Enzyme instability is a major factor preventing widespread adoption of enzymes for catalysis. Stability at high temperatures and in the presence of high salt concentrations and organic solvents would allow enzymes to be employed for transformations of compounds not readily soluble in low temperature or in purely aqueous systems. Furthermore, many redox enzymes require costly cofactors for function and consequently a robust cofactor regeneration system. In this work, we demonstrate how thermostable variants developed via an amino acid sequence-based consensus method also showed improved stability in solutions with high concentrations of kosmotropic and chaotropic salts and water-miscible organic solvents. This is invaluable to protein engineers since deactivation in salt solutions and organic solvents is not well understood, rendering a priori design of enzyme stability in these media difficult.

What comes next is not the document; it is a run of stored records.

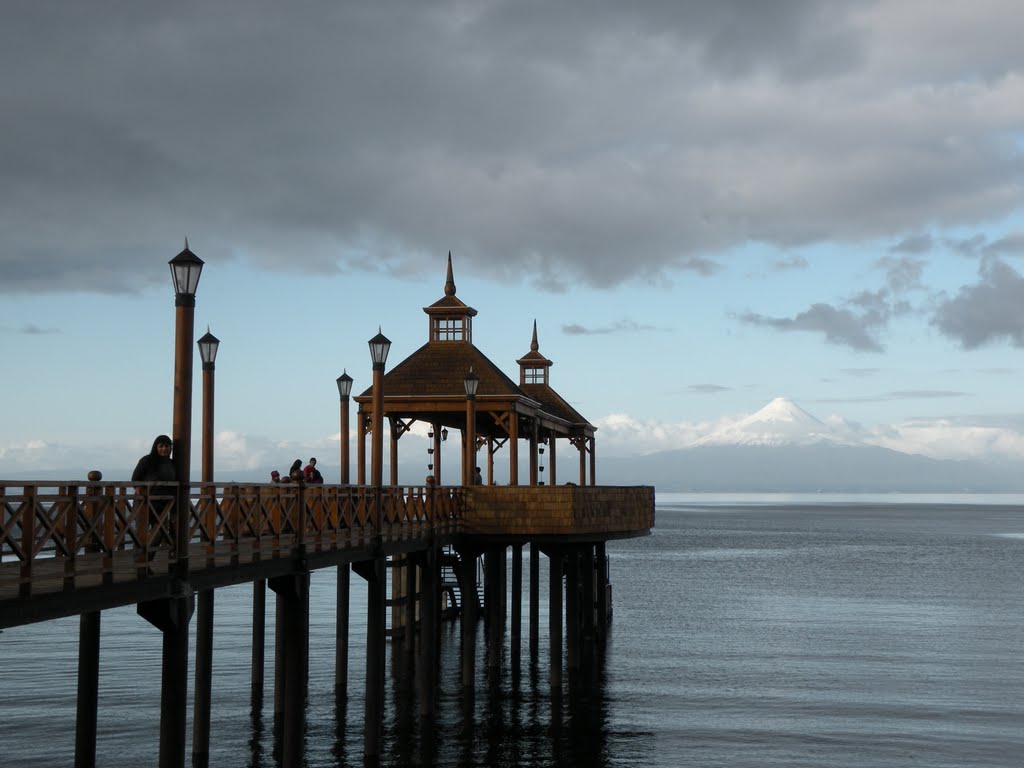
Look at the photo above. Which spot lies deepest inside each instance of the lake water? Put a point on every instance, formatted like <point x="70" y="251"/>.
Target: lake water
<point x="755" y="631"/>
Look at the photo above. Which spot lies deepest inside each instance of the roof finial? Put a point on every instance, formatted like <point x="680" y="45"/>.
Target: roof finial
<point x="450" y="280"/>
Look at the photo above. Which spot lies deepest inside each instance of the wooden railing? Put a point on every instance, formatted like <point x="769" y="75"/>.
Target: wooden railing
<point x="55" y="525"/>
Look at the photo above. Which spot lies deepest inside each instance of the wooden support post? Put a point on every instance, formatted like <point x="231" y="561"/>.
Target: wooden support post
<point x="555" y="616"/>
<point x="393" y="454"/>
<point x="603" y="591"/>
<point x="204" y="679"/>
<point x="88" y="690"/>
<point x="341" y="638"/>
<point x="259" y="640"/>
<point x="375" y="572"/>
<point x="513" y="448"/>
<point x="429" y="609"/>
<point x="493" y="561"/>
<point x="280" y="630"/>
<point x="572" y="607"/>
<point x="535" y="601"/>
<point x="171" y="616"/>
<point x="293" y="650"/>
<point x="516" y="604"/>
<point x="410" y="617"/>
<point x="588" y="576"/>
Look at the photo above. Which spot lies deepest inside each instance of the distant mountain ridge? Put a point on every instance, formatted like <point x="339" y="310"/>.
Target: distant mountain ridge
<point x="781" y="422"/>
<point x="782" y="449"/>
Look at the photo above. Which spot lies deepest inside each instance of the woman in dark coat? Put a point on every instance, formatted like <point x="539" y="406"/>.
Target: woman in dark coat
<point x="158" y="466"/>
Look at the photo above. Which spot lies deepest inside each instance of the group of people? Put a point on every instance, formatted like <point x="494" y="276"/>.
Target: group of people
<point x="298" y="473"/>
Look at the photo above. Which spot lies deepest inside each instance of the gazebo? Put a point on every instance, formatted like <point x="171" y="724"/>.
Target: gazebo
<point x="449" y="384"/>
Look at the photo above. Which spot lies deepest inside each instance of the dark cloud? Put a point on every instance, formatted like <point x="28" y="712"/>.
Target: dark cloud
<point x="709" y="388"/>
<point x="1012" y="245"/>
<point x="913" y="244"/>
<point x="623" y="326"/>
<point x="561" y="143"/>
<point x="986" y="311"/>
<point x="841" y="327"/>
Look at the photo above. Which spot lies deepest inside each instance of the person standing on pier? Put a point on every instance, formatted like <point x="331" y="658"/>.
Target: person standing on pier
<point x="158" y="466"/>
<point x="311" y="474"/>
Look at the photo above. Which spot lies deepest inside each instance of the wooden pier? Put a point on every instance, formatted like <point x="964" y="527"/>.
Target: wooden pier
<point x="80" y="548"/>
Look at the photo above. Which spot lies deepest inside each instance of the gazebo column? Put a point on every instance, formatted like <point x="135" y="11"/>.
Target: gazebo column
<point x="535" y="598"/>
<point x="360" y="448"/>
<point x="582" y="449"/>
<point x="393" y="456"/>
<point x="513" y="448"/>
<point x="436" y="428"/>
<point x="551" y="459"/>
<point x="534" y="463"/>
<point x="555" y="615"/>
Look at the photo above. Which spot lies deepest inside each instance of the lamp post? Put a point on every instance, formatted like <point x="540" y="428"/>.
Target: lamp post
<point x="185" y="270"/>
<point x="344" y="390"/>
<point x="342" y="588"/>
<point x="208" y="346"/>
<point x="377" y="578"/>
<point x="380" y="345"/>
<point x="472" y="383"/>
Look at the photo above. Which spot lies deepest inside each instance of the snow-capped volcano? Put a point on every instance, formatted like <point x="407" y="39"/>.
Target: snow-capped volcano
<point x="781" y="422"/>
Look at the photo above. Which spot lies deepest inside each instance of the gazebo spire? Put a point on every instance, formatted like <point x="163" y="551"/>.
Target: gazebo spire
<point x="450" y="280"/>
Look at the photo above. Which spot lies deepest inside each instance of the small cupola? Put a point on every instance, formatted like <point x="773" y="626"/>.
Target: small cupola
<point x="534" y="366"/>
<point x="451" y="321"/>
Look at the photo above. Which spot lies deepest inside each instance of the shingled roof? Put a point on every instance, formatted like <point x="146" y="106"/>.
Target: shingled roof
<point x="431" y="379"/>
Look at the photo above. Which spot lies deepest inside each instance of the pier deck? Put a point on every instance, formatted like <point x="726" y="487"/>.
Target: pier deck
<point x="68" y="549"/>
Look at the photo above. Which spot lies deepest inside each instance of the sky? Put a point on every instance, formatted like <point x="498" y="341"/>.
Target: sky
<point x="704" y="206"/>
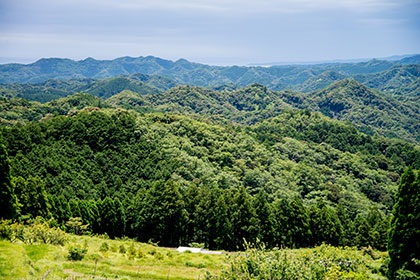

Variants of glucose 1-dehydrogenase (GDH) were studied in solutions of different salts along the Hofmeister series and in the presence of varying amounts of miscible organic solvent. Only the most stable variants showed little deactivation dependence on salt-type and salt concentration. Kinetic stability, expressed by the deactivation rate constant kd,obs, did not always correlate with thermodynamic stability of variants, as measured by melting temperature Tm. However, a strong correlation (R2 > 0.95) between temperature stability and organic solvent stability was found when plotting T5060 versus C5060 values. All GDH variants retained stability in homogeneous aqueous-organic solvents with >80% v/v of organic solvent.

Keywords: biotransformation/cofactors/consensus sequence/organic solvent stability/protein stability

Received June 16, 2008; revised August 13, 2008; accepted August 19, 2008.